In order to replace manual inspection, the use of computer vision techniques to automatically detect surface defects in oversized rings is desired. Recently, deep learning has demonstrated significant potential in the fields of classification and detection, offering an effective solution for identifying surface defects in oversized rings. The development of deep learning techniques began with the pioneering convolutional neural network architecture LeNet-5 [9], followed by the groundbreaking AlexNet [10], and subsequently advanced through algorithms such as ResNet [11], VGG, MobileNet, and EfficientNet [12]. Zhou et al. [13] enhanced the kernel and its size in the standard LeNet-5 model and integrated it with the particle swarm optimization algorithm to propose an improved LeNet-5 model for fault detection in liquid piston pumps. Marques [14] developed a diagnostic system utilizing EfficientNet, significantly improving the accuracy of medical decision-making systems. Michele et al. [15] fine- tuned the pre-trained MobileNet neural network and investigated the applicability of the MobileNet V2 deep convolutional network. The results indicated that the classification accuracy of MobileNet V2 reached 100%. As network architectures have become more complex, their feature extraction capabilities have strengthened. Deep learning networks have demonstrated exceptional performance in image recognition, particularly in object detection, where deep learning-based feature extraction networks have achieved significant progress. Deep learning-based image recognition algorithms can be broadly categorized into two types: one-stage and two-stage algorithms. Based on their algorithmic processes, object detection algorithms can be further divided into two categories: two-stage algorithms, represented by Faster R-CNN [16], which detect objects through generating candidate regions and refining bounding boxes; and one- stage algorithms, represented by SSD [17] and YOLO [18], which classify and refine bounding boxes directly from anchor points. The two approaches have distinct strengths: the two-stage algorithm typically achieves higher detection accuracy at the cost of slower processing speed, whereas the single-stage algorithm achieves faster processing speed at the expense of accuracy, often surpassing the two-stage algorithm in speed.

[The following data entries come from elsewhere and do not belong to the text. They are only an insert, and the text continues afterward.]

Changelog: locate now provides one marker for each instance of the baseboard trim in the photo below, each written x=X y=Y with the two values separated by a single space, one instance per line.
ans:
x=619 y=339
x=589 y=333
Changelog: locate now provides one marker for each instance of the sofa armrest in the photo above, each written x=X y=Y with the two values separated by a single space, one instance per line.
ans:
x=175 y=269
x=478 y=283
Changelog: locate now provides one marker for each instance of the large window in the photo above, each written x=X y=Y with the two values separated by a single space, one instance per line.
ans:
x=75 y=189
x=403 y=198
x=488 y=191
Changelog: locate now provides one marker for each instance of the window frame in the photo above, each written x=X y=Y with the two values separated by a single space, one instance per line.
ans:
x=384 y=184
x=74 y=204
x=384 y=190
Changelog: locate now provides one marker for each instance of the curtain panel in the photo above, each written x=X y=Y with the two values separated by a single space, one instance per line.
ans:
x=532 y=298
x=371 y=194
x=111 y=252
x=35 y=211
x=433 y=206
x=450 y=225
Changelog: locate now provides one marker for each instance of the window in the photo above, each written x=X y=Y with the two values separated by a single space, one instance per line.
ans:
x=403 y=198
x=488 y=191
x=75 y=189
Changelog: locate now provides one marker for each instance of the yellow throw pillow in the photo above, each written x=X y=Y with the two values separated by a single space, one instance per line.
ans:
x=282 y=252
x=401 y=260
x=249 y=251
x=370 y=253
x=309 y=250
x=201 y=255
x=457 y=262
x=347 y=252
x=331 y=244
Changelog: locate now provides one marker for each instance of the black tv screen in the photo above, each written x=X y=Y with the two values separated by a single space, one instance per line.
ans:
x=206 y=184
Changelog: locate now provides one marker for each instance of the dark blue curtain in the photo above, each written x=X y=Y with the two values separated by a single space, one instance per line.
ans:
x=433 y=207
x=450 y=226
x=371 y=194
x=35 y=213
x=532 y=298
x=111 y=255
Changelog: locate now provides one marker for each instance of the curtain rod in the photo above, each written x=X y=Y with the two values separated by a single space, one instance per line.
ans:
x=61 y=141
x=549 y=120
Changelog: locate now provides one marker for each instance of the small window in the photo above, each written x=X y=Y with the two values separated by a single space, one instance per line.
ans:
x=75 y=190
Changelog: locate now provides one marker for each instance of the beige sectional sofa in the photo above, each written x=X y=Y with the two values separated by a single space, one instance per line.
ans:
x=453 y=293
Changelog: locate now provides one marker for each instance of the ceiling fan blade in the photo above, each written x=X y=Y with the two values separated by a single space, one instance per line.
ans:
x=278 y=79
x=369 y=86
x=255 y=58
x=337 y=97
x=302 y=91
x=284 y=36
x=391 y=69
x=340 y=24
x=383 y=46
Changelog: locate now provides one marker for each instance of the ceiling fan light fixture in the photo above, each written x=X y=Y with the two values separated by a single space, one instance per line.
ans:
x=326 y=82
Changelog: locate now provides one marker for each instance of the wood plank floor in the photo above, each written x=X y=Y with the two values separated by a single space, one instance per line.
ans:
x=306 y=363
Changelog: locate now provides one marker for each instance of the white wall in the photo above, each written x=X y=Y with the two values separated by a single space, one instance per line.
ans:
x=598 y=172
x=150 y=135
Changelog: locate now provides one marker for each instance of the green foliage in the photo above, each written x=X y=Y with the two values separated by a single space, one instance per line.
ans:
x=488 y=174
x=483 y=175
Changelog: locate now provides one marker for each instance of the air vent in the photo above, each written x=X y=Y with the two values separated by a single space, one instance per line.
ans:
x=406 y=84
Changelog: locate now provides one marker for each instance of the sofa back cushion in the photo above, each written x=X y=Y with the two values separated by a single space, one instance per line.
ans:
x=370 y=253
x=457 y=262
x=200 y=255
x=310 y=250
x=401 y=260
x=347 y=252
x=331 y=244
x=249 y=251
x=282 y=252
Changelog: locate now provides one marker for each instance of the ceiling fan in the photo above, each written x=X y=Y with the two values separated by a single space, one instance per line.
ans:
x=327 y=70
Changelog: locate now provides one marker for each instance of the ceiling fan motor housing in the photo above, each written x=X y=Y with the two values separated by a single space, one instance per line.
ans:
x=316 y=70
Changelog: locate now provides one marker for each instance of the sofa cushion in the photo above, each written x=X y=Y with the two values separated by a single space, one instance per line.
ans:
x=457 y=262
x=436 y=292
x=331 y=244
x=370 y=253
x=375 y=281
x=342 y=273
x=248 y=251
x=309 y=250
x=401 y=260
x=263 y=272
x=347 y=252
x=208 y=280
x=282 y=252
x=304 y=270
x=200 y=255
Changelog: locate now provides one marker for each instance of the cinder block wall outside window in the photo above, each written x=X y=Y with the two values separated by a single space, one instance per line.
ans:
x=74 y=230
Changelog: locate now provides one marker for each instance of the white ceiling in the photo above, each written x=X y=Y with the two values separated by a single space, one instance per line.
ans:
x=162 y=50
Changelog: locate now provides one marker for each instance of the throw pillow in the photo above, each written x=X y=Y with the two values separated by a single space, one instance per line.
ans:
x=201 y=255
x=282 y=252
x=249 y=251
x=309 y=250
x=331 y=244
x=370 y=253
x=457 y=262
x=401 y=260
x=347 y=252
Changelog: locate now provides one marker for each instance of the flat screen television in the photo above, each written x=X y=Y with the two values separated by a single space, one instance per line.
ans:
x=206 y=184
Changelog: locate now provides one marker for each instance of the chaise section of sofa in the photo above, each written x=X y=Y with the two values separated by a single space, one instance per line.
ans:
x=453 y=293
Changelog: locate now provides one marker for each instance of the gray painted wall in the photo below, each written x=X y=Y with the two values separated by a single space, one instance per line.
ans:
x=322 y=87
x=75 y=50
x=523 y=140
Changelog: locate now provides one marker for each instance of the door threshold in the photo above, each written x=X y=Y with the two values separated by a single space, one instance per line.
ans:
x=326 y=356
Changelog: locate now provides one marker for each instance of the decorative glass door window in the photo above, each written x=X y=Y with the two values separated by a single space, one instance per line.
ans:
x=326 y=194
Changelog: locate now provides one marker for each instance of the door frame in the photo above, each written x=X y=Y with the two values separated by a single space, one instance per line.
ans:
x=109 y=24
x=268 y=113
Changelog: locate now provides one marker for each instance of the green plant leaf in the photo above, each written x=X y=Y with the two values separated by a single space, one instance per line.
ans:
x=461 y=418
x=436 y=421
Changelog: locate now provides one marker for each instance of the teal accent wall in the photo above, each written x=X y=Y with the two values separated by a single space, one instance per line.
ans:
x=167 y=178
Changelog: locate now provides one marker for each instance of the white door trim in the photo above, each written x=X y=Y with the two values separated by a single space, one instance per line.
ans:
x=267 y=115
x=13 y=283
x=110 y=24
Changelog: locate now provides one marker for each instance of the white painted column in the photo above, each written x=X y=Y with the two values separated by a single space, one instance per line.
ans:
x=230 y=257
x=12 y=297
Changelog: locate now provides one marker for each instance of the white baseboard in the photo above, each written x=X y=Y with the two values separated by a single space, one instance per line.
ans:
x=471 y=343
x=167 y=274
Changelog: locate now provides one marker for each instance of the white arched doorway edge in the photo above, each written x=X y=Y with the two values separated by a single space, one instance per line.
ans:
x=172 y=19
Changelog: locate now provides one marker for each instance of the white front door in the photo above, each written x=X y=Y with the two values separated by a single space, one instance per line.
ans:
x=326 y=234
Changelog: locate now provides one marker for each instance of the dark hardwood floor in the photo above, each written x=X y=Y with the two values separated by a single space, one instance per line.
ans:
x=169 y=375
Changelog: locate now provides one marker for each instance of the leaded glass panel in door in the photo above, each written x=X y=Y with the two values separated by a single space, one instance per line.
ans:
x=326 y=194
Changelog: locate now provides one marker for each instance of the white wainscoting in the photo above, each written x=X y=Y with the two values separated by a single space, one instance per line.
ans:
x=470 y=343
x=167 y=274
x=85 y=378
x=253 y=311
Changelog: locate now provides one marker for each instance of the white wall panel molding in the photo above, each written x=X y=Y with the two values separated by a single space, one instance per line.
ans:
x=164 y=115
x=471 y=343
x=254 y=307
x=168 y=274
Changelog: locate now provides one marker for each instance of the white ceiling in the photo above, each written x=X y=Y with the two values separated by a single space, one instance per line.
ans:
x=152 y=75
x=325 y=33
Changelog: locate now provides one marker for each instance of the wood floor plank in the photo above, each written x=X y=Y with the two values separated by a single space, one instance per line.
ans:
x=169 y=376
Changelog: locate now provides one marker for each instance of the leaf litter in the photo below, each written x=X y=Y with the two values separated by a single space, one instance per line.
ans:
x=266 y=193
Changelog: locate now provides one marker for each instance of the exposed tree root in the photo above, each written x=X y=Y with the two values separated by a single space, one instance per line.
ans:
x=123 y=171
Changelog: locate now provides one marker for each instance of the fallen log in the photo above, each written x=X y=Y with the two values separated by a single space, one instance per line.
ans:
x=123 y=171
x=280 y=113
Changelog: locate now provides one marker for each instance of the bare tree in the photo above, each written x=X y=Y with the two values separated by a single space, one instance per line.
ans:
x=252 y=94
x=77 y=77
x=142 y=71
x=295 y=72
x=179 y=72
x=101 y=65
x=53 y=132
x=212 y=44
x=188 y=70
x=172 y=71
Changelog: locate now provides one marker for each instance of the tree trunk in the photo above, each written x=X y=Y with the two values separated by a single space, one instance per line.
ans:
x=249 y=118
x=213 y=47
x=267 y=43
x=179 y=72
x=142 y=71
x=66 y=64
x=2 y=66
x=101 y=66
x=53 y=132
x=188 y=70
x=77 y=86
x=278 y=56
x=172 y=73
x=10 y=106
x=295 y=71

2.2 Two-stage detection framework

Two-stage target detection algorithms generally comprise two primary stages. The first stage involves generating candidate target regions, typically using the Region Proposal Network (RPN) or similar methods. The second stage involves classifying and refining the localization of these candidate regions. Two-stage detection algorithms are designed to achieve high recognition accuracy. For instance, Ren et al. [19] proposed a structural visual detection method based on the Faster Region-based Convolutional Neural Network (Faster R-CNN) to enhance the network’s ability to distinguish between various types of defects. Shi et al. [20] utilized the ConvNeXt architecture for feature extraction in Faster R-CNN, enhancing the network’s ability to suppress complex background features and improve strip detection accuracy. Dual-stage algorithms typically excel in accuracy for target detection tasks, delivering high-quality results. However, due to the requirement for two independent stages, these dual-stage algorithms often necessitate more computational resources and time, resulting in relatively slower inference speeds. Consequently, two-stage detection frameworks are not suitable for industrial production settings.

2.3 One-stage detection framework

To meet industrial real-time detection requirements, many researchers have investigated single-stage detection algorithms. Lu et al. [21] introduced an enhanced WSS-YOLO detection algorithm, utilizing the WIoU loss to mitigate the challenges posed by low-quality samples. They also developed the C2f-DSC module, integrating Dynamic Serpent Convolution (DSC) to augment the model’s feature extraction capabilities and enhance steel detection. Gao et al. [22] introduced the SRN-YOLO detection model, enhancing YOLOv7 with the Split Residual Convolutional Network (SResNet) to capture gradient feature information. They also developed the Re-fused Feature Pyramid Network (RFPN) to preserve additional positional information about the target. Wang et al. [23] enhanced the multi-scale YOLO-v5 algorithm and developed the Multi-Scale module to improve steel detection performance. Generally, current methods for detecting defects on steel surfaces primarily concentrate on medium and large-scale defects, which manifest in various forms, posing challenges in accurately localizing and classifying the defective regions. However, the detection performance is suboptimal for some defects in small and unclear states. Regarding industrial deployment, larger model sizes are more conducive to improving detection accuracy, albeit with deployment limitations, whereas lightweight detection models are more suitable for practical industrial applications. Based on the above insights, we propose a new Lightweight Multiscale High-Efficiency Detector (LMHD) designed to meet industrial requirements for detecting surface defects on oversized rings.

3. Methods

3.1 LMHD detection model

To improve the accuracy of surface defect detection in oversized rings of wind turbines, we introduce a new lightweight target detection network called LMHD. The overall framework of the LMHD detection model is depicted in Fig 1, consisting of four phases: feature extraction, feature fusion, detection frame inference, and post-processing. The defective images of the oversized rings are fed into the LMHD model and downsampled through the backbone network. The resulting four output feature maps are then passed from the backbone network to the neck network. The neck network utilizes a weighted bidirectional feature pyramid network (BiFPN) to extract feature information related to the surface defects of the oversized rings, thereby enhancing the network’s multi-scale feature extraction capability and field of view. The up-sampled feature maps are concatenated with the coarser- grained feature maps in the backbone network to enhance the model’s multi-scale feature extraction capability. Additionally, this study introduces a novel lightweight and efficient multi-scale cross-level component module (DVOV-GSCSPM), inspired by a single aggregation module. Upon receiving the output feature maps at three different scales from the neck network, the detection head network generates the coordinates of all candidate bounding boxes using various anchor box sizes. Following these steps, the regions potentially containing defects on the surface of the input oversized rings are identified, aiding in the detection of surface defects on the oversized rings.

Download:

Fig 1. Schematic diagram of the LMHD modeling framework.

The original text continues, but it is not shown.